The story calls us to move beyond our comfort zones and into the risky world of need. To venture out of our safe neighborhoods occasionally, and go to Sojourners’ Place on Governor Printz Boulevard or to Emmanuel Dining Room near the train station. The story beckons us not simply to feel compassion about the needs we encounter, but to do something about them. To go on a mission trip to New Orleans or Guatemala, or to make a generous financial gift. More than a century ago, Dr. David Livingston said: “Sympathy is no substitute for action.” It is not enough to care about the pressing needs in our world, we need to engage them and to do whatever we can to alleviate them.

About the time Andrew Young’s daughter was graduating from college, she heard a Christian missionary speak about the plight of the people of Uganda. And the talk inspired her to go to that African country and do what she could to help. But, before she went, Young said he tried to talk her out of it.

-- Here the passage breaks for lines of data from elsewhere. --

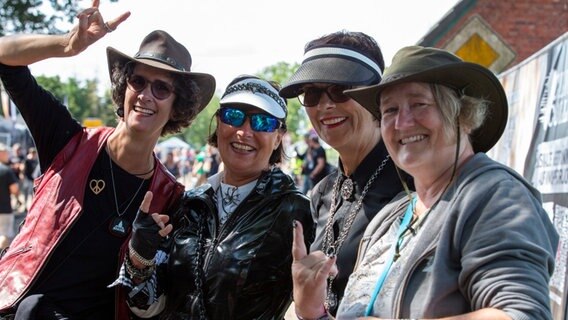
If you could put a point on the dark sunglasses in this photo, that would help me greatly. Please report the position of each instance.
(310, 96)
(160, 89)
(259, 122)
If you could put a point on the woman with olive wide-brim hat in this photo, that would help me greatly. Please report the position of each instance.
(76, 232)
(473, 241)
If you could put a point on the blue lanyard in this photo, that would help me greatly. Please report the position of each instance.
(380, 282)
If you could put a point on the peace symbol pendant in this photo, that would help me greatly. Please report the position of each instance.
(119, 227)
(347, 189)
(97, 186)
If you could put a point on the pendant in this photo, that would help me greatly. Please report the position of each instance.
(119, 227)
(331, 298)
(347, 189)
(97, 185)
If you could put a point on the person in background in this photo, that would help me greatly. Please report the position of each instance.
(8, 188)
(172, 164)
(76, 233)
(228, 256)
(344, 202)
(473, 241)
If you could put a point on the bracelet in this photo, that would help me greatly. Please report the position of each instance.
(135, 273)
(142, 260)
(324, 315)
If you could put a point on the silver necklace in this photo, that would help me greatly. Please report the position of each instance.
(331, 247)
(120, 226)
(229, 198)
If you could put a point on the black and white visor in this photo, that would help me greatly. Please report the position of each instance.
(335, 65)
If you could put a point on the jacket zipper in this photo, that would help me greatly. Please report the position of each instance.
(400, 295)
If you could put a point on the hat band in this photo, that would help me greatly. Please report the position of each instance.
(161, 58)
(254, 88)
(336, 51)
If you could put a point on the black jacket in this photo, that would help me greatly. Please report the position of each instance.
(241, 270)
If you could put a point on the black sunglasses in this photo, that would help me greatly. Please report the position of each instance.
(259, 122)
(160, 89)
(311, 95)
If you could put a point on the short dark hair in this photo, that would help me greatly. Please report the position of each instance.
(357, 40)
(185, 107)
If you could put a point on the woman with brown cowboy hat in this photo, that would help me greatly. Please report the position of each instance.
(346, 200)
(72, 243)
(473, 241)
(230, 254)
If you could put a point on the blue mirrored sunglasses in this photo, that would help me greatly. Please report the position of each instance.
(259, 122)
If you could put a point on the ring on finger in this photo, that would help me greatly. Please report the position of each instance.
(108, 28)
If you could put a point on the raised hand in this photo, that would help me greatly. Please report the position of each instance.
(309, 273)
(147, 233)
(91, 27)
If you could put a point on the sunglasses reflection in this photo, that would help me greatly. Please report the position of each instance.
(259, 122)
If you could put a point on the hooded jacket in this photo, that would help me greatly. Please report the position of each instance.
(487, 244)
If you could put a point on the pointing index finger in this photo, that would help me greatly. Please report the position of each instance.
(145, 206)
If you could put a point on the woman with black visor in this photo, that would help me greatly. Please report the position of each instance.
(344, 202)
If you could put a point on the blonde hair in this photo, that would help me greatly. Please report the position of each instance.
(469, 111)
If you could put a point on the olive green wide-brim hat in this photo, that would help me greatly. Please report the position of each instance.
(431, 65)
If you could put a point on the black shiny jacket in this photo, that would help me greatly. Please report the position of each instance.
(241, 270)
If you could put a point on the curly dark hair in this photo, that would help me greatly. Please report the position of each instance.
(277, 155)
(185, 107)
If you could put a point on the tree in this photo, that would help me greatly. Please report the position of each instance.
(36, 16)
(81, 98)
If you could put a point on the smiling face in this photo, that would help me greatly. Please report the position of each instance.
(345, 126)
(413, 129)
(143, 112)
(245, 153)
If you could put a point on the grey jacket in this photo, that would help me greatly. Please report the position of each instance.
(488, 243)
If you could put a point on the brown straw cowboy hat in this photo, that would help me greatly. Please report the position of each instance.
(431, 65)
(162, 51)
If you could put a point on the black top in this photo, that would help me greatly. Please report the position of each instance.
(85, 262)
(7, 178)
(381, 191)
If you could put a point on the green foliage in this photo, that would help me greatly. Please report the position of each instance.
(199, 130)
(37, 15)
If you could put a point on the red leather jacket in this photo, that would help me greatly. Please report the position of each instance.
(57, 204)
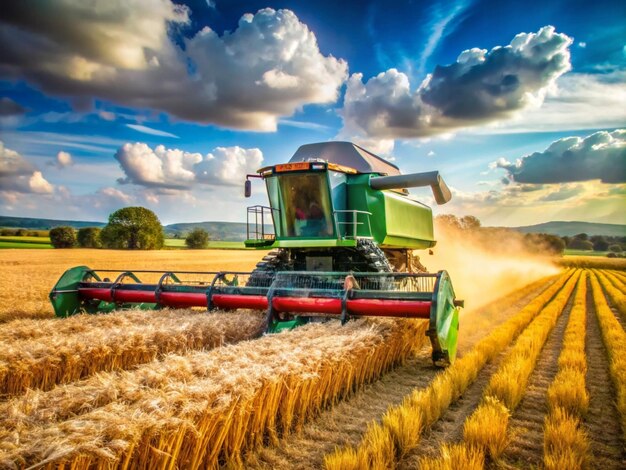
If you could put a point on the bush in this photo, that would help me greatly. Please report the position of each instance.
(578, 244)
(197, 238)
(134, 228)
(89, 237)
(63, 237)
(600, 245)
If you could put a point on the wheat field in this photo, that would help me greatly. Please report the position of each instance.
(537, 371)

“You could get hurt,” he said.

She responded, “Dad, I could get hurt anywhere.”

He pleaded with her, “But you could get killed over there!”

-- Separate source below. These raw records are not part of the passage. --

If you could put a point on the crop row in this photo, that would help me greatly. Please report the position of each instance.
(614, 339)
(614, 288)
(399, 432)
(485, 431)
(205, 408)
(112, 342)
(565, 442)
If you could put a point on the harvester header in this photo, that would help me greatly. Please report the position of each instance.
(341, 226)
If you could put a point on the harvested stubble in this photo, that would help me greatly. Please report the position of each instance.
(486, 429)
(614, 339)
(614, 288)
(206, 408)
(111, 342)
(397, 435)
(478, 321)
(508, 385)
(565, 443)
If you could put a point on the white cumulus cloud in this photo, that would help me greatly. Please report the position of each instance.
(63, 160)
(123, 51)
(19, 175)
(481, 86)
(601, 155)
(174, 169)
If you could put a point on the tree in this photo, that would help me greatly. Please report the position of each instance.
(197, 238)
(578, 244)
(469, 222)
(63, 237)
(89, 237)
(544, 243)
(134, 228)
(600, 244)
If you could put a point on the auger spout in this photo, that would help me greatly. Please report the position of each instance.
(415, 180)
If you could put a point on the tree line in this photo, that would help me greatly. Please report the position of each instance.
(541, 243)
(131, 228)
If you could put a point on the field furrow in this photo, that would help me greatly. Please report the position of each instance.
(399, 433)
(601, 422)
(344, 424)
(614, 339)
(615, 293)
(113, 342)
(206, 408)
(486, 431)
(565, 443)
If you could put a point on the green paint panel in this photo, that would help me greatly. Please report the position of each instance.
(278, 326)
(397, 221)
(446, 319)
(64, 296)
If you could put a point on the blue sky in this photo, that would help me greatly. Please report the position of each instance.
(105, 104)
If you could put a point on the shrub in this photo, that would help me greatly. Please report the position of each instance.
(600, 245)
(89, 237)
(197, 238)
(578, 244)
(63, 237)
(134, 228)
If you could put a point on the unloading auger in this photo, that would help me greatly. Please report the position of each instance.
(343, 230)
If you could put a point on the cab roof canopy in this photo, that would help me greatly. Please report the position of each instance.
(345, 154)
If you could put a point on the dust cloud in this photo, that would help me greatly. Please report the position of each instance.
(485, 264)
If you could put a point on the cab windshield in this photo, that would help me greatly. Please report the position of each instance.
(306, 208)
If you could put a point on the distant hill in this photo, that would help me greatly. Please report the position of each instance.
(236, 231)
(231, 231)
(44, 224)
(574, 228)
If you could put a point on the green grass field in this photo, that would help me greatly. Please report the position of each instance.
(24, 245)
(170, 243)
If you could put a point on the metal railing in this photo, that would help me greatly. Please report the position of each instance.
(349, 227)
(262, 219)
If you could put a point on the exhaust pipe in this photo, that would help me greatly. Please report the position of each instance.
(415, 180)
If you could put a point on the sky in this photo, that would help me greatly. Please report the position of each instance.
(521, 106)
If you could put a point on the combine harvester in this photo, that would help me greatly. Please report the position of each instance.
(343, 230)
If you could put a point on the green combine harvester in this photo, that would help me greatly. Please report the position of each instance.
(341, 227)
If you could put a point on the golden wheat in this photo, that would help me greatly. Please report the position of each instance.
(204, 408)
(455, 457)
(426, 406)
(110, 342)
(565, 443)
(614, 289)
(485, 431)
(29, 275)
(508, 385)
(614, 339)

She responded, “Dad, I could get killed right here in Atlanta.”

He tried every angle he could think of to dissuade her, but she was determined.
And later, on reflection, Young said, “I guess what I had been wanting all along was for her to be a respectable Christian, but she decided to become a dedicated disciple.”

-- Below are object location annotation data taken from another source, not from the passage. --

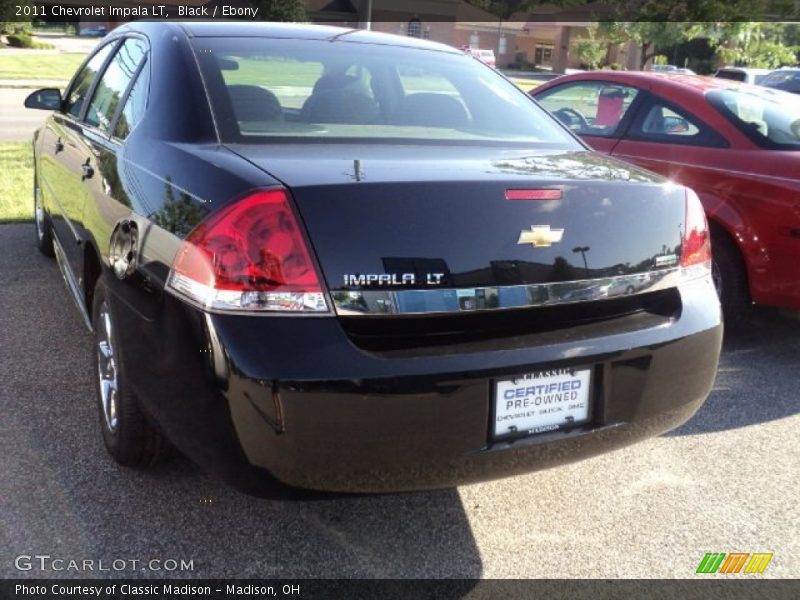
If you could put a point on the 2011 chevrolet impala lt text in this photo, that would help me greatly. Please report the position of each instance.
(337, 260)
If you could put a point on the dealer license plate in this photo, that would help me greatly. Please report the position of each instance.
(543, 401)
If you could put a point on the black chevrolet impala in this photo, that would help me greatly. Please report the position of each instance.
(336, 260)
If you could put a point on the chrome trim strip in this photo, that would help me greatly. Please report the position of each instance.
(72, 285)
(460, 300)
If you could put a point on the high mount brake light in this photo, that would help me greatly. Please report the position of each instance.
(249, 256)
(541, 194)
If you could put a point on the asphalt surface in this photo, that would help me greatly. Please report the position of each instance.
(728, 481)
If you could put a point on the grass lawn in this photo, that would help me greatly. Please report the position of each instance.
(16, 177)
(46, 65)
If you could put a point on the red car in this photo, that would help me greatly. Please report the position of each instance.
(736, 145)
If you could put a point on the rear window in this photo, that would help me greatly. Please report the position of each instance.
(770, 118)
(265, 89)
(729, 74)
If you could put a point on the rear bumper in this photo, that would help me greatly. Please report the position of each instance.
(292, 401)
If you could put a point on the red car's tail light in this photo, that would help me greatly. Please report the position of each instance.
(696, 237)
(251, 256)
(543, 194)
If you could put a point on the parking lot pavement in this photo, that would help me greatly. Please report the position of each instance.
(728, 481)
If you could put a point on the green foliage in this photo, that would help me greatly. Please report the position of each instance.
(8, 9)
(280, 10)
(16, 175)
(760, 45)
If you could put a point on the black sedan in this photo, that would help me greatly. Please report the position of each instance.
(338, 260)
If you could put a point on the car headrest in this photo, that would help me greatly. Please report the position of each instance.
(253, 103)
(340, 106)
(427, 109)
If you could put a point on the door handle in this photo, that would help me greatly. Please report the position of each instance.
(87, 169)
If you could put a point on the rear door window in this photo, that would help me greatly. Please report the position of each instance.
(590, 108)
(662, 122)
(135, 104)
(75, 98)
(114, 83)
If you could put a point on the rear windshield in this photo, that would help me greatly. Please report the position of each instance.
(734, 75)
(263, 89)
(785, 79)
(770, 118)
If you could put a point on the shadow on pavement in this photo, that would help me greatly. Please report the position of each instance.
(758, 376)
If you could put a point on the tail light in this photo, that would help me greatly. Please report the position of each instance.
(696, 249)
(249, 256)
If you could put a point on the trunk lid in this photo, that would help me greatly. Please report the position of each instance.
(421, 217)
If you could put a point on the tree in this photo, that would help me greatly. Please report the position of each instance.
(280, 10)
(761, 45)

That is precisely what Christ expects of us; not simply to be a respectable Christian, but a dedicated one; not simply to be a proper Christian, but a committed one; not simply to be a sensible Christian, but a passionate one.

The parable of the Good Samaritan is a practical application of the core commandment of our faith: Love God and love your neighbor as yourself. Yet, this parable has an edge to it. Jesus called the man who helped the one in need a “neighbor,” but he was not a neighbor in the usual sense of the term. He was not a friend, he did not have the same background and he held different beliefs. Jesus is telling his followers that we must stretch our boundaries beyond conventional wisdom. Our neighbors are not simply people who are more or less like we are, but anyone in need.

One day Mother Teresa got word that there was a family of Hindus living nearby who had no food. She did not ignore them because they were not Christians. Gathering up what she could, she took a bucket of beans and rice and visited the family. Then, after she left their house, the Hindu mother divided the food in half and took half of it to a hungry family of Muslims that lived nearby. (5)

Christ urges us to extend ourselves to others, no matter who they are. He teaches that anyone who is in need is our neighbor. Sue Monk Kidd remembers back to an experience she had when she was twelve years-old. On the last day of summer vacation, when her best friends were enjoying their final day of freedom at the swimming pool, she didn’t get to join them. Her mother insisted that she go visit a nursing home with her church youth group. She went to the nursing home with resentment smoldering in her eyes. She writes: “Smarting from the inequity, I stood before this ancient looking woman, holding a bouquet of crepe paper flowers...I thrust the bouquet at her...and she spoke the words I haven’t forgotten for thirty years. ‘You didn’t want to come, did you child?’

“Her words stunned me. ‘Oh yes, I wanted to come,’ I protested. A smile lifted one side of her mouth. ‘It’s okay,’ she said. ‘You can’t force the heart.’(6)

You cannot force the heart, but your heart can be transformed. If you genuinely desire to love the way Christ loved, if you strive to be like the Good Samaritan who was truly a neighbor to the one in need, God will transform your heart. Meet the needs you encounter with the best you can muster, and just see what happens.


NOTES

  1. Susan Andrews, “The Mirror of Mercy,” in Lectionary Homiletics, July, 2001, p.21.
  2. Fred Craddock, Interpretation: Luke, (Louisville: John Knox Press, 1990), p.150.
  3. Bruce Metzger and Roland Murphy, editors, The New Oxford Annotated Bible, (New York: Oxford University Press, 1991), p.98 of the New Testament.
  4. Craddock, p. 151.
  5. Rich Mayfield, Reconstructing Christianity, (Lincoln, Nebraska: iUniverse, 2005), p.22.
  6. Susan Andrews, “The Mirror of Mercy,” p. 22.